Working seamlessly, A&E focused on exterior design elements (due especially to the firm’s familiarity with the local climate), while Integrus concentrated on interior design and classroom layout. Eleven strategically placed Amarr 3552 Heavy-Duty Aluminum Full View Sectional Doors specified by Integrus comprised a critical design element.

Each of the full-view doors features a wide expanse of 1⁄2-inch-thick clear tempered glass between 2-inch extruded clear anodized aluminum rails and stiles. The ClearView aluminum struts add strength and durability to the doors without restricting the viewing area and allowing the maximum amount of natural light.

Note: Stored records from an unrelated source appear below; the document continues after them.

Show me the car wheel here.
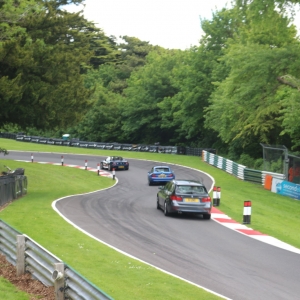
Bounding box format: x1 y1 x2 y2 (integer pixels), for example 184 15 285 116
156 198 160 209
164 201 169 217
203 214 211 220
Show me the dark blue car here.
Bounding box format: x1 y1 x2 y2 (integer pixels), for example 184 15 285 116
148 166 175 185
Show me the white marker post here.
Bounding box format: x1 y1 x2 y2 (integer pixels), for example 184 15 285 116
217 186 221 206
213 186 218 206
243 200 251 224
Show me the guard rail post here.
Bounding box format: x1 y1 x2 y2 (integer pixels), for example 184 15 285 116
16 235 25 276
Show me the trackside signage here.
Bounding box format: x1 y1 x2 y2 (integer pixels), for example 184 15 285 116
271 178 300 200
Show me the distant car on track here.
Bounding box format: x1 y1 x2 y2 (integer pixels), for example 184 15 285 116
148 166 175 185
100 156 129 171
156 179 212 220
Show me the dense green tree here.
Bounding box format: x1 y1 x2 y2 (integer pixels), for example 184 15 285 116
206 1 299 155
122 50 179 144
0 1 115 129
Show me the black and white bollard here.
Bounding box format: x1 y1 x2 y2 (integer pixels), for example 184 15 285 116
217 186 221 206
213 186 218 206
243 200 251 224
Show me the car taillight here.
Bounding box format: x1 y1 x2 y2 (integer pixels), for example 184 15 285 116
202 197 211 202
170 195 182 201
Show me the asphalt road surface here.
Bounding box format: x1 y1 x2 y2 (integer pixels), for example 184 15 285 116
5 151 300 300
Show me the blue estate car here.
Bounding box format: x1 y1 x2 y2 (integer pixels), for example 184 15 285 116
148 166 175 185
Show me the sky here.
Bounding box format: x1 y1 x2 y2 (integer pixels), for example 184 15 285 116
68 0 230 50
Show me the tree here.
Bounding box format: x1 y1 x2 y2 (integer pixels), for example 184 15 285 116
0 1 114 129
205 1 299 154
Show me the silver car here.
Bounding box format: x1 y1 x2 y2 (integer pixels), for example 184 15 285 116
156 179 212 220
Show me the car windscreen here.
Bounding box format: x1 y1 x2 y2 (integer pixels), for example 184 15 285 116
155 167 170 173
176 185 207 194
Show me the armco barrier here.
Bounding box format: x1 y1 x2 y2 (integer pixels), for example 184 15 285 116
0 132 216 156
0 219 113 300
202 150 285 185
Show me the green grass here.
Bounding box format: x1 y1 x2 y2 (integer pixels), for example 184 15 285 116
0 139 300 300
0 277 30 300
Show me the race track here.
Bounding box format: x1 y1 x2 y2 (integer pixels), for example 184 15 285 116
7 151 300 300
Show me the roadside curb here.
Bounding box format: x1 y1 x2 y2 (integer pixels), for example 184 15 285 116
211 207 300 254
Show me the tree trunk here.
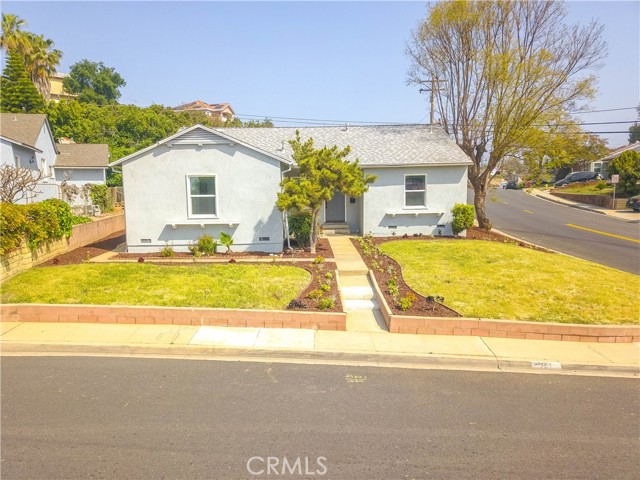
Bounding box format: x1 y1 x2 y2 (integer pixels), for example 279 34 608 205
471 178 491 230
309 210 319 254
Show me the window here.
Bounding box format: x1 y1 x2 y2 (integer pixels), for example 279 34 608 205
404 175 427 207
187 175 217 216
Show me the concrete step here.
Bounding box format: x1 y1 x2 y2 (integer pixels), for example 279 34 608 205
342 299 380 312
340 285 374 300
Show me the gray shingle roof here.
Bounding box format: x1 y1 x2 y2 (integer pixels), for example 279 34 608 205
215 125 471 166
0 113 47 147
54 143 109 168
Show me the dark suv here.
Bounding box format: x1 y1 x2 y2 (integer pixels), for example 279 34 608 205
553 172 602 187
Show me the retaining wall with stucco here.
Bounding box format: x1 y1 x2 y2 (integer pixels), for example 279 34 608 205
0 213 125 281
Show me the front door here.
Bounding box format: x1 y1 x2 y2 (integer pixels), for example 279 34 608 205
325 192 345 222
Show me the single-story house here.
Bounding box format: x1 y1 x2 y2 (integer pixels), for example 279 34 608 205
111 125 471 253
0 113 109 203
586 142 640 179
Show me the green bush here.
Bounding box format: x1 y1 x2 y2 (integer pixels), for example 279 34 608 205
609 151 640 197
91 184 113 212
451 203 475 235
220 232 233 253
194 234 218 255
318 297 336 310
288 212 311 247
0 199 74 255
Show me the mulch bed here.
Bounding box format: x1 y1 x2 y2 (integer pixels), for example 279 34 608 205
36 230 126 268
114 238 333 260
352 227 549 317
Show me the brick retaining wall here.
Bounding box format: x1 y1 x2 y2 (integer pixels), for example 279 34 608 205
0 304 347 330
369 272 640 343
0 213 125 281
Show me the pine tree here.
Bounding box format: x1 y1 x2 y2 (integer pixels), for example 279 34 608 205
0 52 45 113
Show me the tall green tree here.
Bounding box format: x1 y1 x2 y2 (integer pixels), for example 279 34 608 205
0 53 45 113
276 130 376 253
62 59 126 105
407 0 606 228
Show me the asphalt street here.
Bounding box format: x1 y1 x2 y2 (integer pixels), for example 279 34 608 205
476 189 640 275
0 357 640 480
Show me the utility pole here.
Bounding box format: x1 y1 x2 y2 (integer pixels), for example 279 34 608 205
419 78 438 125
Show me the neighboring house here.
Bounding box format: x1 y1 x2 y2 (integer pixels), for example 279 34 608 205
49 73 78 102
173 100 235 122
53 143 109 205
111 125 471 253
586 142 640 179
0 113 109 203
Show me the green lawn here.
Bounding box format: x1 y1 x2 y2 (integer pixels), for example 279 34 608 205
381 240 640 324
1 263 311 309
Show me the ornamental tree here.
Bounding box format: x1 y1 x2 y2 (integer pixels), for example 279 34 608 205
276 130 376 253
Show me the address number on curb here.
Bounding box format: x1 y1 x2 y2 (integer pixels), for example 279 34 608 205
531 362 562 370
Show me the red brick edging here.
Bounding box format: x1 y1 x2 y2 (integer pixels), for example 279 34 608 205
369 272 640 343
0 304 347 330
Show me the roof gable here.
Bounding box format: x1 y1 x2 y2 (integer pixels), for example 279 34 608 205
110 124 292 166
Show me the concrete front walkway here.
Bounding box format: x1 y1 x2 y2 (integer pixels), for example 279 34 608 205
327 236 387 332
0 322 640 376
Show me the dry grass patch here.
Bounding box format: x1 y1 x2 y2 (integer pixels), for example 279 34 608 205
381 240 640 324
1 263 311 309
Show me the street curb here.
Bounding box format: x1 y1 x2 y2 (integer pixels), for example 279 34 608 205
0 342 640 377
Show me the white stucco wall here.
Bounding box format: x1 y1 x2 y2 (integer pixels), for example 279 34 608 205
122 130 284 253
360 166 467 236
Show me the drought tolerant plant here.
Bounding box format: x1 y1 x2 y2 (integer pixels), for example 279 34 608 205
220 232 233 255
451 203 474 235
196 233 218 256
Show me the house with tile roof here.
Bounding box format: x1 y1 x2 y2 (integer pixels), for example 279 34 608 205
173 100 235 122
111 125 471 253
0 113 109 203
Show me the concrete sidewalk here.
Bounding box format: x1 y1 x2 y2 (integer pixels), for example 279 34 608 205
525 188 640 221
0 322 640 376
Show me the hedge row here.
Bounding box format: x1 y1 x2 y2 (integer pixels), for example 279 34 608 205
0 199 75 255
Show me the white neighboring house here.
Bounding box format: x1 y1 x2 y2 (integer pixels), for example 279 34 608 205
111 125 471 253
0 113 109 203
587 142 640 179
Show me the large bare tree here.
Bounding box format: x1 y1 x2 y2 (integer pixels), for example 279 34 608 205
407 0 606 228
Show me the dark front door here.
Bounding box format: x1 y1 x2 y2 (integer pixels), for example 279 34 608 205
325 192 345 222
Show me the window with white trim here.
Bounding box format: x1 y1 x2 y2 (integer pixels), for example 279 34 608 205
187 175 217 217
404 175 427 208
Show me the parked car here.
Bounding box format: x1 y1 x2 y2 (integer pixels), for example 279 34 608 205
627 195 640 212
553 172 602 187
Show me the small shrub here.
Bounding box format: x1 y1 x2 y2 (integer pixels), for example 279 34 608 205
288 212 311 247
451 203 475 235
160 245 176 258
287 299 307 309
307 289 323 300
609 150 640 197
220 232 233 254
196 234 218 255
397 292 416 311
318 297 336 310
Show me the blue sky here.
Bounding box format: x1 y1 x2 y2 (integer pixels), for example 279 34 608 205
2 0 640 146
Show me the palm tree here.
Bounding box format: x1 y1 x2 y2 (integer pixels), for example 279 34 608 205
0 13 27 55
24 33 62 101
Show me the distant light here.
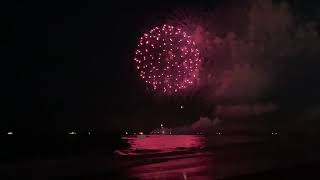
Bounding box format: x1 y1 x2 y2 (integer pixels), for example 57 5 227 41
68 131 77 135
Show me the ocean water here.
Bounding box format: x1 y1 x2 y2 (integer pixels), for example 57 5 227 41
0 135 320 179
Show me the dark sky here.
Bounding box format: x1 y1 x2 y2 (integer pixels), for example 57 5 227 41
0 0 320 131
0 1 218 130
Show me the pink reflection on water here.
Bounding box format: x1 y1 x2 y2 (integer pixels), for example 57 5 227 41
123 135 203 151
117 135 212 179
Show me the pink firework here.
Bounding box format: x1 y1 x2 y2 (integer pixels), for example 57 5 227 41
134 25 201 94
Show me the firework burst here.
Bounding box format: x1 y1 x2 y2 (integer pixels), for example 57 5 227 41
134 25 201 95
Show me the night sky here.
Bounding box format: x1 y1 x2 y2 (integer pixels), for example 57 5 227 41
0 0 320 134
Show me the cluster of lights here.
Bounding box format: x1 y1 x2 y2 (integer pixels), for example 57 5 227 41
134 25 201 94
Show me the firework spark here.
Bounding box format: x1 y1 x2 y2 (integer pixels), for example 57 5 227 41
134 25 201 95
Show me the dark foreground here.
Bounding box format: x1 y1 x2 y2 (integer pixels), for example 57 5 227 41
0 135 320 179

“A considerable amount of planning went into the door locations,” Larson said. “For example, there were several middle school classes accustomed to working collaboratively, so it made sense that they would benefit from the increased access between classrooms.”

Larson added that all of the school’s teachers were highly involved in the overall design process and spent time talking with the architects.

The renovation part of the project centered on Elysian’s middle school area. Due to a few pre-existing constraints, all six full-view doors in that part of the school are the same size — 9 feet by 8 feet — with the exception being one corner classroom which has a 4-foot by 8-foot door. The new elementary section incorporated 12-foot by 8-foot and 9-foot by 8-foot doors in the library. All classrooms with full-view door access still retain standard entry and exit doors.

High-quality Construction

Joining the architectural team and local general contractor Fisher Construction Inc. was Alpha Overhead Door, also of Billings. Alpha Overhead Door’s General Manager Matt Weber handled the door installation process.

“The Amarr full-view doors represent our first experience in the school interior environment,” Weber shared. “They play not only an important daily functional role but also provide a really cool industrial look.”

Weber added that the team only encountered a few engineering challenges along the way. “We spent some extra effort on a low headroom setup and integrating the doors’ track supports into the drop ceiling design,” Weber said. “We also modified the cable runs so they aren’t exposed to the kids in any way that would cause potential safety issues.”

After installation, Weber provided teachers with basic how-to advice on what to look out for when operating the doors with students nearby. When closed, the doors are padlocked so students can’t open the doors’ slide lock mechanisms.